Seorang prajurit cahaya sadar akan kesalahannya. Tapi ia juga tahu keunggulannya.

Beberapa temannya mengeluh sepanjang waktu karena menganggap “orang lain punya kesempatan yang lebih daripada kita”.

Mungkin mereka benar, tapi prajurit cahaya tidak membiarkan dirinya dilumpuhkan oleh hal semacam ini; ia selalu memamfaatkan segala keutamaannya.

Ia tahu bahwa keutamaan kijang terletak pada kakinya. Kekuatan burung camar terlihat pada akuratnya mereka menyambar seekor ikan. Ia sudah pelajari alasan kenapa harimau takut pada hyena karena ia menyadari kekuatannya sendiri.         

Ia coba bangun apa yang betul-betul bisa ia percaya. Dan ia selalu periksa tiga hal yang dibawa bersamanya: keyakinan, harapan dan cinta. Jika tiga hal ini ada disana, ia tak ragu-ragu lagi untuk maju terus.
**********

Prajurit cahaya tahu bahwa tak seorangpun yang bodoh dan kehidupan adalah guru setiap orang – meski selama yang tak terkira.

Ia selalu melakukan yang terbaik dan mengharapkan yang terbaik untuk orang lain. Dengan kedermawanannya, ia selalu perlihatkan pada orang lain begitu banyaknya yang mereka bisa raih.

Beberapa temannya bilang: “Ada saja orang yang tidak tahu berterima kasih”.

Sang prajurit tidak hilang semangatnya karena kata-kata ini. dan ia tetap mendorong orang lain karena dengan begitu juga berarti mendorong dirinya sendiri.

**********

Setiap prajurit cahaya merasakan ketakutan terjun ke medan tempur.

Setiap prajurit, pada suatu waktu di masa lalu, berbohong atau mengkhianati seseorang.

Setiap prajurit cahaya pernah melangkah di jalan yang bukan miliknya.

Setiap prajurit cahaya pernah menderita karena alasan-alasan yang sepele.

Setiap prajurit cahaya, paling tidak sekali, pernah percaya bahwa ia bukan seorang prajurit cahaya.

Setiap prajurit cahaya pernah gagal dalam menunaikan kewajiban spiritualnya.

Setiap prajurit cahaya pernah berkata “ya” saat ia ingin mengatakan “tidak”.

Setiap prajurit cahaya pernah menyakiti seseorang yang ia sayangi.

Makanya ia menjadi prajurit cahaya, karena ia telah menjalani semua ini dan tidak pernah hilang harapan menjadi lebih baik darinya.

**********

Prajurit cahaya selalu menyimak kata-kata para pemikir bestari, seperti dari T.H. Huxley:

“Konsekwensi dari tindakan kita adalah kebodohan manusia sawah dan mercusuar bagi orang-orang bijak”.

“Papan catur adalah dunia ini; bidaknya adalah gerak laku kehidupan seharian kita: aturan mainnya adalah apa yang kita namakan dengan hukum Alam.
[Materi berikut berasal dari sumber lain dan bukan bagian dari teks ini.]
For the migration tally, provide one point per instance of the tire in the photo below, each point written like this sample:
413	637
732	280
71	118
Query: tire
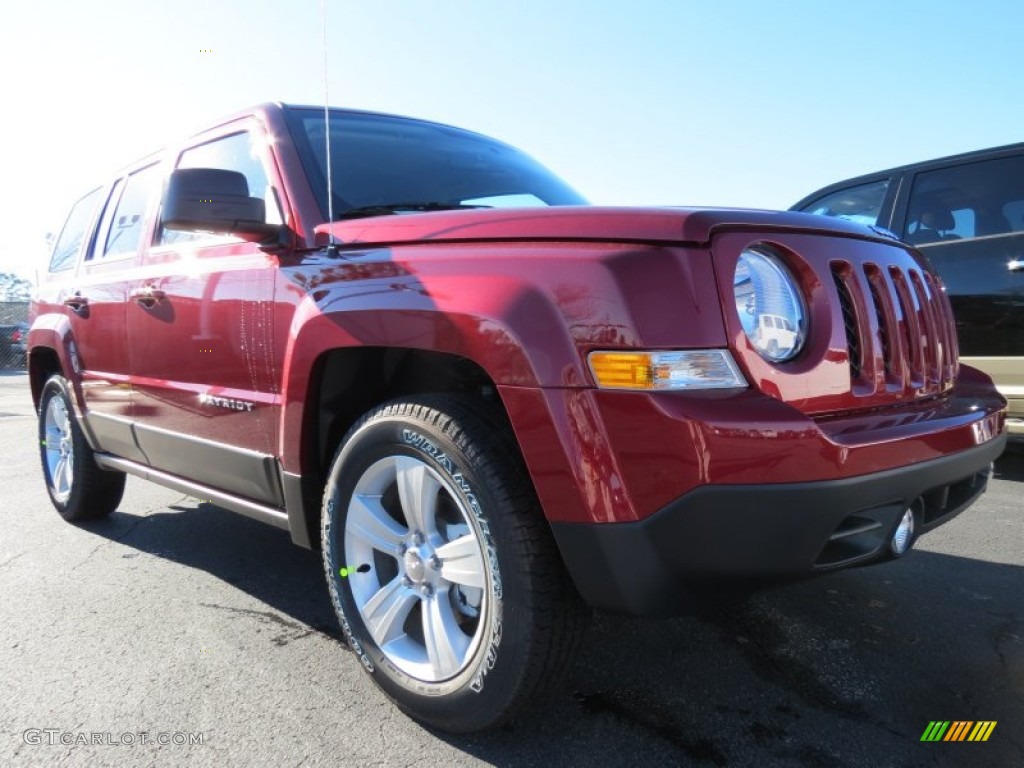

Sang pemain di sisi lainnya tersembunyi dari kita, tapi kita tahu bahwa permainannya selalu jujur, adil dan sabar”.

Sang prajurit hanya perlu menerima tantangan ini. Ia tahu Tuhan tidak pernah mengabaikan satu kesalahan sekalipun dari orang-orang yang dicintaiNya, tidak juga Ia menerima orang yang disukaiNya berpura-pura tidak tahu aturan permainan ini.